The Pandemic-induced recession is rapidly becoming a distant memory as the economy continues to show remarkable signs of regaining its footing. Consumer spending is now back to its pre-pandemic level, and if the economy continues on this path, it will be likely that the economy will move into a new expansion by the end of this month.
As the May jobs number was released today, we noticed that the unemployment rate dropped to 5.8%, and 559,000 jobs were added. While economists expected an increase of 671,000, the jobs number looks to be in a “goldilocks” range, not too hot and not too cold. Had there been a sharply higher number, markets would have likely taken that as the economy was running hotter than expected, and the Fed may pull back monetary policy sooner than anticipated.

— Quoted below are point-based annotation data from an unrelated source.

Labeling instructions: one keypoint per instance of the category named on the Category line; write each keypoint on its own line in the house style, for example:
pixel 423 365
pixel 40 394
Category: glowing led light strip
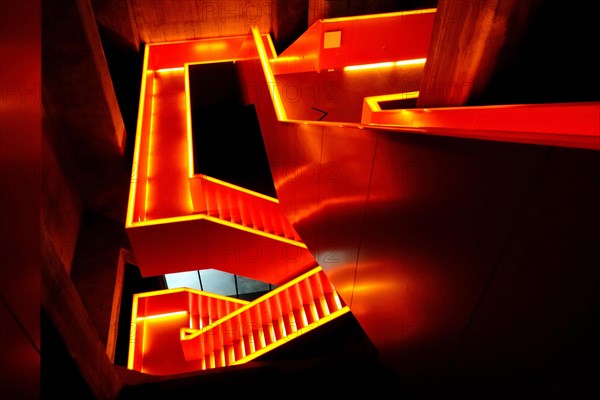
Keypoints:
pixel 388 64
pixel 272 293
pixel 168 70
pixel 297 333
pixel 264 60
pixel 238 188
pixel 149 148
pixel 188 117
pixel 373 101
pixel 160 316
pixel 136 151
pixel 382 15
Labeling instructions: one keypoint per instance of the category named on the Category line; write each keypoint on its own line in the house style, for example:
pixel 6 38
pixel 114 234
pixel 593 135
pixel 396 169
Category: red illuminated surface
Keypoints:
pixel 183 330
pixel 339 168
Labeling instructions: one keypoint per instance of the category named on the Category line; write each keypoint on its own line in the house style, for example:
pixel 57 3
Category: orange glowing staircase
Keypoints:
pixel 184 330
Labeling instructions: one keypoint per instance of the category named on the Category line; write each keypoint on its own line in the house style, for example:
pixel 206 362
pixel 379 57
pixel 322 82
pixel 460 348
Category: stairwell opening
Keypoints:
pixel 226 136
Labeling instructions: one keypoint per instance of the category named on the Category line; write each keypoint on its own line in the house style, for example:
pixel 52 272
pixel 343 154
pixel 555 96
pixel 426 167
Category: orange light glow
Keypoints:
pixel 170 70
pixel 163 316
pixel 264 60
pixel 389 64
pixel 382 15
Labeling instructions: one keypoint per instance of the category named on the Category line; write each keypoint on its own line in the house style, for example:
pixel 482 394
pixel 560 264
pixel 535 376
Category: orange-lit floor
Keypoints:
pixel 340 93
pixel 168 141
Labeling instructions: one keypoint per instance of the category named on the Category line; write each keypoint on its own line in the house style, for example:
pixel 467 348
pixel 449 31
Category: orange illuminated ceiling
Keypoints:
pixel 179 220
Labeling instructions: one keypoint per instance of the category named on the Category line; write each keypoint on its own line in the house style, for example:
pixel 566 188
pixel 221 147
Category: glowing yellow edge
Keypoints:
pixel 373 101
pixel 167 70
pixel 134 311
pixel 132 333
pixel 189 290
pixel 270 78
pixel 165 315
pixel 188 117
pixel 136 153
pixel 250 305
pixel 238 188
pixel 382 15
pixel 272 47
pixel 286 339
pixel 218 221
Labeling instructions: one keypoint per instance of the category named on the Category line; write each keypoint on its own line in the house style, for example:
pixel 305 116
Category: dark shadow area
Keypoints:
pixel 60 377
pixel 553 62
pixel 125 66
pixel 227 140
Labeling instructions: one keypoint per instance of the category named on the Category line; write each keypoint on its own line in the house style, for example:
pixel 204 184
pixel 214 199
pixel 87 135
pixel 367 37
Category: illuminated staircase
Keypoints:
pixel 231 203
pixel 279 316
pixel 184 330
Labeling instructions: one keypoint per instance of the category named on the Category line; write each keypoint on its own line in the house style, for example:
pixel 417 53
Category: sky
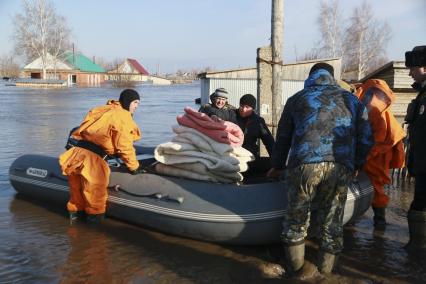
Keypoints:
pixel 168 35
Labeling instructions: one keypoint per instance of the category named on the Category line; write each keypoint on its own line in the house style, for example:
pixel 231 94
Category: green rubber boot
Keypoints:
pixel 326 262
pixel 379 216
pixel 295 256
pixel 76 216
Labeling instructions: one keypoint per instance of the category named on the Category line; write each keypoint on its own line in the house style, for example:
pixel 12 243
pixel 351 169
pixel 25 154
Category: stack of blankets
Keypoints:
pixel 204 149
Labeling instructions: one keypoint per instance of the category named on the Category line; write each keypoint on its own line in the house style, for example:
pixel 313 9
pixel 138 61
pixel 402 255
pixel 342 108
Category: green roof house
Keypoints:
pixel 75 68
pixel 82 63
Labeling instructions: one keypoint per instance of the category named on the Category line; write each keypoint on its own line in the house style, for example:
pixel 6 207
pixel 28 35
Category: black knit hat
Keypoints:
pixel 127 97
pixel 219 93
pixel 322 65
pixel 248 100
pixel 416 57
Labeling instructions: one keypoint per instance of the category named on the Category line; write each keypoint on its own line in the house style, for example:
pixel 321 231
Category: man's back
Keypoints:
pixel 320 124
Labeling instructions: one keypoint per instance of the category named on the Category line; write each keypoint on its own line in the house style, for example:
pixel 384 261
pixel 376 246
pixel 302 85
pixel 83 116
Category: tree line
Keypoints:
pixel 360 41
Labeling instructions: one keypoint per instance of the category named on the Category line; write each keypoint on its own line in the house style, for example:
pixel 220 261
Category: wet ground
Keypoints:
pixel 38 246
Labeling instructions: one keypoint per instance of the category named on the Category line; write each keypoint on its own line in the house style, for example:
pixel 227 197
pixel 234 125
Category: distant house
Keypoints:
pixel 243 81
pixel 131 70
pixel 74 68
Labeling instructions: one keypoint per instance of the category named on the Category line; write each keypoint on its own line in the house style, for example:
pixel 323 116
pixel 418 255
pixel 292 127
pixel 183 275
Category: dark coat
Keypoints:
pixel 254 128
pixel 417 134
pixel 322 123
pixel 224 113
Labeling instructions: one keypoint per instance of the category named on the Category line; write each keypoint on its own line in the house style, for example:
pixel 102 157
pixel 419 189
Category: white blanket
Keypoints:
pixel 179 170
pixel 171 153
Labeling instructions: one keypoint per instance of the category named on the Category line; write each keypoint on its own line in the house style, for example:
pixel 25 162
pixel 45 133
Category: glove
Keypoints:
pixel 139 170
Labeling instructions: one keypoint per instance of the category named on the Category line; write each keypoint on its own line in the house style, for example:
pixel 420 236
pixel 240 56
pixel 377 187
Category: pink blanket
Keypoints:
pixel 224 132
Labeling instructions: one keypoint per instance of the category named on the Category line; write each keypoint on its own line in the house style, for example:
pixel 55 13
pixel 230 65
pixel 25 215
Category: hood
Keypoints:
pixel 320 77
pixel 372 98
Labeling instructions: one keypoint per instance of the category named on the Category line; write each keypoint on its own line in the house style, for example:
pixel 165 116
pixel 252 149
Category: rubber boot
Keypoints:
pixel 295 256
pixel 75 216
pixel 94 219
pixel 417 230
pixel 326 262
pixel 379 216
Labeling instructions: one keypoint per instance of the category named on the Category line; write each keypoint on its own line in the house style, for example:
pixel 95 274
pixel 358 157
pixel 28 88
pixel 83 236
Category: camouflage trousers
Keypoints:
pixel 321 187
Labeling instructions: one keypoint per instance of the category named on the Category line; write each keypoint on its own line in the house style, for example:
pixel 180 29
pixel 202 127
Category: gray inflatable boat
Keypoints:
pixel 247 214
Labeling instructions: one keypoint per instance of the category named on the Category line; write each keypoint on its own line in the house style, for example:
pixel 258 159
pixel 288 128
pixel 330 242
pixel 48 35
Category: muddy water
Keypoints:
pixel 38 246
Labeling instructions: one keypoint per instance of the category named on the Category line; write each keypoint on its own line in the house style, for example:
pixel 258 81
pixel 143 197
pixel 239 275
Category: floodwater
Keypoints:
pixel 38 246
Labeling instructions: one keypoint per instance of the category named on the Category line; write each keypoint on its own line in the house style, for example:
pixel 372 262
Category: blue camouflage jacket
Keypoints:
pixel 322 123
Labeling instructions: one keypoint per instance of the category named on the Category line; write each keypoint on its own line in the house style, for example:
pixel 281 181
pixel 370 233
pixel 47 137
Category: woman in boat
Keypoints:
pixel 106 130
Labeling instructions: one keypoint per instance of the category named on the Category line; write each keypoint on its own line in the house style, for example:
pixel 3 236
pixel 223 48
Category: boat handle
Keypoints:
pixel 158 195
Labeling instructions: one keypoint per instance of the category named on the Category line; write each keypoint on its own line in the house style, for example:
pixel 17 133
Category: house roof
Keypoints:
pixel 389 65
pixel 135 64
pixel 81 62
pixel 51 63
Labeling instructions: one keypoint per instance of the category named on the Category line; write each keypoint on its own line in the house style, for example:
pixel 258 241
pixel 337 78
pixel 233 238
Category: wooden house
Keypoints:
pixel 73 68
pixel 132 71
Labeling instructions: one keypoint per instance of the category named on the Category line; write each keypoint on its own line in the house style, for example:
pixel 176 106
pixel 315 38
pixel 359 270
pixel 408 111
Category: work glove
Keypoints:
pixel 139 170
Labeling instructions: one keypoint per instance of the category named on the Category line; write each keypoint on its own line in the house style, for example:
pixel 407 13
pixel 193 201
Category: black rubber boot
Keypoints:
pixel 76 216
pixel 417 229
pixel 94 219
pixel 379 216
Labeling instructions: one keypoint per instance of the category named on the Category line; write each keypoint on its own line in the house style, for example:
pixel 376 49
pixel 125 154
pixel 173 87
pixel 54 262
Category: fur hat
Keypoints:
pixel 416 57
pixel 248 100
pixel 127 97
pixel 322 65
pixel 219 93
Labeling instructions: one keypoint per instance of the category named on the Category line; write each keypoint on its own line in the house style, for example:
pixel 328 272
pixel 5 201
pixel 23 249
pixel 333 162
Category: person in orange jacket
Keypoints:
pixel 106 130
pixel 388 150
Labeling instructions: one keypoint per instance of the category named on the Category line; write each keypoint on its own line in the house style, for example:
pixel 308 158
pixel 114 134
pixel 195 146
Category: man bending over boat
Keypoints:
pixel 325 134
pixel 106 130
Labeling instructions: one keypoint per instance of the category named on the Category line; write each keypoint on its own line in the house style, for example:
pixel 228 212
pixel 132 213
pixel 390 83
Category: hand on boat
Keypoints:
pixel 216 118
pixel 274 173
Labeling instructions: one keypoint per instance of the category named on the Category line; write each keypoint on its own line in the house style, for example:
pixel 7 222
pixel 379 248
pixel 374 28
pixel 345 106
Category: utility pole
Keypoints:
pixel 277 25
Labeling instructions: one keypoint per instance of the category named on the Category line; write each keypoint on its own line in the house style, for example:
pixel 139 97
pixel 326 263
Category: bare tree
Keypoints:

Much of the data being reported for April and May exhibits what is known as the base-rate effect. This is because the numbers were so low when the economy was shut down that any number being reported now, a year later, is showing significant gains.
Inflation is still my main concern as it poses the most risk to a portfolio for various reasons. For one, if inflation rises faster than expected and the Fed is forced to raise rates, stocks and bonds will both be hit. Stocks will look expensive when cashflows/earnings are discounted back to the present at a higher interest rate, and bond prices are inversely related to interest rates. If rates rise, bond prices fall.
Most economists and market participants believe inflation will moderate later this year. This could happen if Americans maintain a savings rate that currently stands at double the pre-pandemic level and there is no more income stimulus. I believe the probability that the savings rate stays high is low, and we already know that most families with children will be getting an additional $3000-$3600 per child for the tax year 2021. I believe once the economy is back on solid footing and people are confident in the stability of their income, the savings rate will come down.
Personal consumption is now above the pre-pandemic levels, mainly due to the infusion of liquidity into household balance sheets. I would expect that spending will increase throughout the remainder of the year as vaccinations continue and Covid-19 cases continue to dwindle.
Based on the current economic landscape, I believe inflation will be transitory only if we see a massive increase in productivity, robust GDP growth, or a higher-than-normal savings rate that persists. Currently, this seems unlikely but not impossible.